3-Bein-Chaturanga-Pose
Die 3-Bein-Chaturanga-Pose ist ein Yoga-Übergang mit dem eigenen Körpergewicht, der eine hohe Planke, eine dreibeinige Pike- oder Herabschauender-Hund-Position und eine tiefe Planke im Chaturanga-Stil verbindet, während ein Bein aktiv bleibt. Es geht weniger um Geschwindigkeit als vielmehr darum, Schultern und Becken stabil zu halten, während man sich zwischen diesen Positionen bewegt. Die Bewegung fordert die Schulterstabilität, die Rumpfkontrolle und die Fähigkeit, eine lange Linie durch das angehobene Bein beizubehalten, ohne ins Hohlkreuz zu fallen.

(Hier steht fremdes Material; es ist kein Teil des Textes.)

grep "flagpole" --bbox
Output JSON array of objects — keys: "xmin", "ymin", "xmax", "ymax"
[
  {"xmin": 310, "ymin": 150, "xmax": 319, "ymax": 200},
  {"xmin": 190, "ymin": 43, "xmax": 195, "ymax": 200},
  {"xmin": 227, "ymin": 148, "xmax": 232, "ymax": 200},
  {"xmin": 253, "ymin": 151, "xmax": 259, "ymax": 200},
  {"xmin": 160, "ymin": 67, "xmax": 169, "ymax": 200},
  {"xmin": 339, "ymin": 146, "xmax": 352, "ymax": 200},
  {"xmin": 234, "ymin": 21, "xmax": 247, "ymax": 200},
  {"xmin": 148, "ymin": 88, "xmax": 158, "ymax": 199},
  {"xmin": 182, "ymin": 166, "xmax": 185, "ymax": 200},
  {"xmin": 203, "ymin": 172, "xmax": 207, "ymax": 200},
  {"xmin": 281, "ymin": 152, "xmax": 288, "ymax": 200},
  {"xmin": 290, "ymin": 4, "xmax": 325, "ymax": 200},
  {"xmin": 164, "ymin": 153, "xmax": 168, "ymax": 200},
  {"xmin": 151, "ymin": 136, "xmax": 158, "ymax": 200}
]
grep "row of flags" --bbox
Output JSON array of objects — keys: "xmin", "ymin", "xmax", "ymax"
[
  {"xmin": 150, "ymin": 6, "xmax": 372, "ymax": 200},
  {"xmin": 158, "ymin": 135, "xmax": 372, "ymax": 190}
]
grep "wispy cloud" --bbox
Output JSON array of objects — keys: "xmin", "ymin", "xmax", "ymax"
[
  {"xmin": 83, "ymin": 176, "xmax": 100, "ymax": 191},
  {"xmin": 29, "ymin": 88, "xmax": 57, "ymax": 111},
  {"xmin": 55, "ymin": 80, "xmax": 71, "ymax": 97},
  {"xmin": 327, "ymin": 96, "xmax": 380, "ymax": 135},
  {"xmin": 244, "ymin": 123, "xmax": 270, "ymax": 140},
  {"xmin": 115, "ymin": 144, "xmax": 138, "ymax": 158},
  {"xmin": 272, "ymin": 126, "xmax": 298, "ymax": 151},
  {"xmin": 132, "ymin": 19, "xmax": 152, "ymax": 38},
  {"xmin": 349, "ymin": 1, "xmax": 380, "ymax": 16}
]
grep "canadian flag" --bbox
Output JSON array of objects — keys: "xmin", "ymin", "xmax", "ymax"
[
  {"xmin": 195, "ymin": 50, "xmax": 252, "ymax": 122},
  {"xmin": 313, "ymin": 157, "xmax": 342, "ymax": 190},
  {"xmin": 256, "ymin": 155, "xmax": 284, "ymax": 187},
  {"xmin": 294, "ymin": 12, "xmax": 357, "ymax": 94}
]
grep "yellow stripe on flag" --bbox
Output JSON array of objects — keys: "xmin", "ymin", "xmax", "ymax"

Da der Körper nur von den Händen und Zehen gestützt wird, ist die Ausgangsposition entscheidend. Die Hände sollten fest unter oder leicht vor den Schultern platziert werden, die Finger weit gespreizt, wobei der Rumpf angespannt sein muss, bevor sich die Hüften bewegen. Das angehobene Bein sorgt für einen Hebeleffekt, daher müssen Rumpf und Gesäß verhindern, dass sich das Becken öffnet oder verdreht. Wenn diese Form stabil bleibt, trainiert die Übung die Kontrolle über Brust, Schultern, Trizeps, Rumpf und die Rückseite des angehobenen Beins.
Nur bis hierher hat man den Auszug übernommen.